Three of the Big Four offer medical Flexible Spending Accounts (FSA) as part of their employer benefits package. A FSA is a fantastic option to manage the cost of your medical expenses. This is because a FSA gives you a very nice tax break. Yet, many employees of the Big Four never take advantage of the FSA because they are either unaware that FSA exists, are aware of the benefits of a FSA, or because they are scared of the “use-it-or-lose it” rule.
What is a FSA?
A medical Flexible Spending Account (FSA) allows you to set aside money for qualified medical expenses. You receive a tax deduction for money put into a FSA. Up to $2,550 can be socked away into a medical FSA for 2015. Many medical expenses fall into the “qualified” category, including those things that “cure, mitigat[e], trea[t], or preven[t] of disease.” This means paying for health care services (like for a visit to a doctor’s office), for medication, and even for medical equipment (such as crutches).
Unfortunately, you cannot use FSA funds to pay for general wellness costs – such as your health club membership, your yoga retreat, or your fish oil supplements.
What are the advantages of an FSA?
Money put into a medical Flexible Spending Account is exempt from federal income tax, federal payroll tax (FICA), and usually state income tax. That’s a trifecta of tax discount. This three-pronged tax break strongly encourages employees to take advantage of the FSA.
. . . if you find yourself with a large medical bill for services from last year, you can begin squirreling money in your FSA this year to get tax breaks this year for last year’s medical expenses that you paid this year.
You don’t have to see the future to take advantage of the FSA; the tax benefit applies for the year in which the medical bill was paid – not the year in which the medical procedure took place. So, if you find yourself with a large medical for services from last year, you can begin squirreling money in your FSA this year to get a tax break this year for last year’s medical expenses that you paid for this year. Consider an example from our favorite fictional employee, Joe Danger, CPA:
Joe injured his rotator cuff in a weight-lifting competition. As such, he’ll be in physical therapy for the next six months – having already undergone surgery on his shoulder last year.
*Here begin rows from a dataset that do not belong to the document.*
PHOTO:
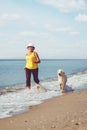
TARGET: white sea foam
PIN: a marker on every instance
(18, 102)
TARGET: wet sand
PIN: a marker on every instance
(67, 112)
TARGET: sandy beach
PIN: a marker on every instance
(67, 112)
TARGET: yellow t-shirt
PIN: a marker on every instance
(29, 61)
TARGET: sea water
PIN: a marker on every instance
(16, 99)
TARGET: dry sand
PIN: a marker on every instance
(67, 112)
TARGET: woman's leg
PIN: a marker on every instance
(28, 78)
(35, 75)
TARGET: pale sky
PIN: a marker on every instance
(57, 28)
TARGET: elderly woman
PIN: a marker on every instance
(32, 60)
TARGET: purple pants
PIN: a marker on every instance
(28, 76)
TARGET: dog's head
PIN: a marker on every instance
(60, 72)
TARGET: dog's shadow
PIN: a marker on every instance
(68, 89)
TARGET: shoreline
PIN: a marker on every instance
(65, 112)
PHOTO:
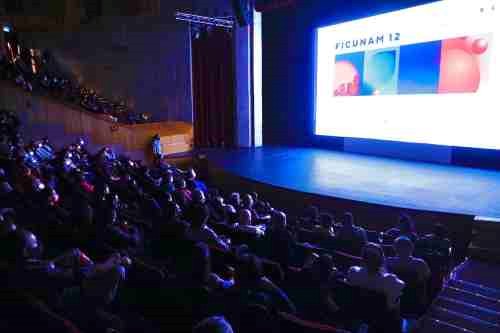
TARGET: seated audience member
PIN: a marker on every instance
(6, 188)
(98, 282)
(213, 325)
(280, 241)
(436, 242)
(198, 199)
(182, 194)
(318, 303)
(350, 237)
(119, 233)
(310, 217)
(405, 227)
(193, 183)
(245, 223)
(44, 151)
(372, 275)
(200, 232)
(404, 261)
(234, 200)
(324, 231)
(252, 286)
(167, 183)
(218, 210)
(198, 272)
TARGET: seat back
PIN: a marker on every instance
(366, 306)
(414, 297)
(292, 324)
(344, 261)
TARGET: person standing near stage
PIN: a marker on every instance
(157, 148)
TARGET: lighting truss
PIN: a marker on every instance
(225, 22)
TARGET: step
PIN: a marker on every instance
(471, 298)
(468, 309)
(433, 325)
(462, 320)
(476, 288)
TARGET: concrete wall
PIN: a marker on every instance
(144, 60)
(139, 59)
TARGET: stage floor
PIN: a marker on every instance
(374, 180)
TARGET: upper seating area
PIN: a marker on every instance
(36, 72)
(131, 247)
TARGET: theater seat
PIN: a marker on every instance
(359, 305)
(291, 324)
Joe’s medical bill for last year’s surgery is still outstanding – and more medical bills are on the way for his physical therapy.
Joe puts money into FSA via regular paycheck contributions this year. He can use the FSA funds to pay for both last year’s surgery and this year’s physical therapy.
What is the disadvantage of the FSA?
The big downside to the Flexible Spending Account is it’s lose-it-or-use-it provision. Money not used in a FSA at the end of a plan year is usually forfeited. There are some exceptions; however, the availability of those exceptions vary by the plan administrator. That is, such options are not always available. So don’t count on them. Instead, count on using up all funds in FSA for appropriate plan year.
A Real-Life Case Study
To illustrate the value of the medical Flexible Spending Account, let’s use an example with Joe Danger:
Joe had over $1,000 in required dental work. Unfortunately, none of the procedures were covered by his dental insurance plan.
Joe is in the 25% Federal tax bracket. He is in the 9.3% California state tax bracket. Payroll taxes (FICA) total 7.65%. That’s a total tax of almost 42% on earned income at the marginal rate.
By electing to put away $1,000 into his FSA, Joe was able to save almost $420! That was enough for Joe to buy himself a new Xbox One.
A Huge Saving Opportunities with the FSA
The above is just one real-life example. However, $420 in savings is not the limit when using a FSA. Given the maximum allowable contribution of $2,550 for 2015, one could save well over $1,000 (given the tax brackets of our fictional character). So, if you have pending medical expenses, consider contributing to a FSA to receive a massive government-sponsored discount on your medical expenses. As three of the Big Four (Deloitte, PwC & KPMG) advertise their medical Flexible Spending Accounts (FSA) offering, it’s worth considering.